- Original film poster
- Directed by: Kurt Neumann
- Written by: James Clavell
- Based on: King Solomon's Mines by H. Rider Haggard
- Produced by: Al Zimbalist Donald Zimbalist
- Starring: George Montgomery Taina Elg David Farrar Rex Ingram.
- Cinematography: Harold E. Wellman
- Edited by: William B. Gulick
- Color process: Technicolor
- Production company: Metro-Goldwyn-Mayer
- Distributed by: Metro-Goldwyn-Mayer
- Release date: July 1, 1959;
- Running time: 85 minutes
- Country: United States
- Language: English
- Budget: $485,000
- Box office: $1,545,000

= Watusi (film) =

1959 film by Kurt Neumann

Watusi (also known as King Solomon's Mines 2) is a 1959 American adventure film, starring George Montgomery, Taina Elg, and David Farrar. Directed by Kurt Neumann, the film is a sequel to the 1950 film King Solomon's Mines. It was produced by Al Zimbalist and Donald Zimbalist. The screenplay was by James Clavell loosely based on the 1885 novel King Solomon's Mines by H. Rider Haggard.

==Plot==
Harry Quatermain arrives in the British Protectorate of Tanganyika in 1919, shortly after the conclusion of World War I. He is the son of Allan Quatermain, Africa's most celebrated guide, who first set out to discover the source of King Solomon's wealth. There he meets Rick Cobb, a jungle guide and friend of his father. Harry is determined to succeed where his father failed.
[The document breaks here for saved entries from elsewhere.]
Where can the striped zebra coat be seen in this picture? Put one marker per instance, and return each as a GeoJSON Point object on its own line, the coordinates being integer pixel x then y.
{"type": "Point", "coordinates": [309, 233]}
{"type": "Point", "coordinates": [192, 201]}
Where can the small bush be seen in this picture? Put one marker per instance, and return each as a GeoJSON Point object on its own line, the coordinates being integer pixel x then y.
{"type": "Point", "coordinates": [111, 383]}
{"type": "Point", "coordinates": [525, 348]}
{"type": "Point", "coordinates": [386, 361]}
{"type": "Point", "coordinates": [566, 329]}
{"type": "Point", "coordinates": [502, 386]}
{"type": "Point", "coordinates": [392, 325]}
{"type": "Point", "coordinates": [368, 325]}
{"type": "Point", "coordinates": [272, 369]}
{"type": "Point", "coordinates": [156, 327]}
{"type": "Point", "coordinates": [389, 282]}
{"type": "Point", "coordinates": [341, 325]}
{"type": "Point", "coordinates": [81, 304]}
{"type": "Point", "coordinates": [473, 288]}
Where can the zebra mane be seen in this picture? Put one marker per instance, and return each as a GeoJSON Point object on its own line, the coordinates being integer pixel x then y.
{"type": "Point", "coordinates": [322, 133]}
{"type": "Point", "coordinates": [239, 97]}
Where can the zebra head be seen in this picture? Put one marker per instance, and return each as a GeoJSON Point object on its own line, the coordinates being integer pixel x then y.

Harry proposes a safari. Rick agrees to lead it.

On the trail, they meet Erica Neuler, a young German woman whose missionary father has been killed by natives. At first Harry has resentment towards Erica because his mother and sister were killed by a German U Boat. Harry had to identify their dead bodies.

Tensions mount when both men come to desire Erica. A Watusi chief allows them to explore the mines. After a dangerous journey through the mines they find the diamonds and return safely back at their camp. Harry realizes that he's found something among the Watusi better than wealth - peace and contentment - and decides to remain in the village . Erica reveals that she's in love with him chooses to stay. Rick goes home alone.

==Cast==
- George Montgomery as Harry Quatermain
- Taina Elg as Erica Neuler
- David Farrar as Rick Cobb
- Rex Ingram as Umbopa
- Dan Seymour as Mohamet
- Robert Goodwin as Jim-Jim
- Anthony M. Davis as Amtaga
- Paul Thompson as Gagool
- Harold Dyrenforth as Wilhelm von Kentner
- Charles Swain as M'ban
- Martin Wilkins as Wounded Native

==Production==
The film was originally known as Return to King Solomon's Mines and was the first movie produced for the studio by Al Zimbalist since he signed a contract with them. Director Kurt Neumann had just made The Fly (1958), which was written by James Clavell, Watusi's screenwriter. Taina Elg was under contract to MGM at the time and had just made Les Girls for them.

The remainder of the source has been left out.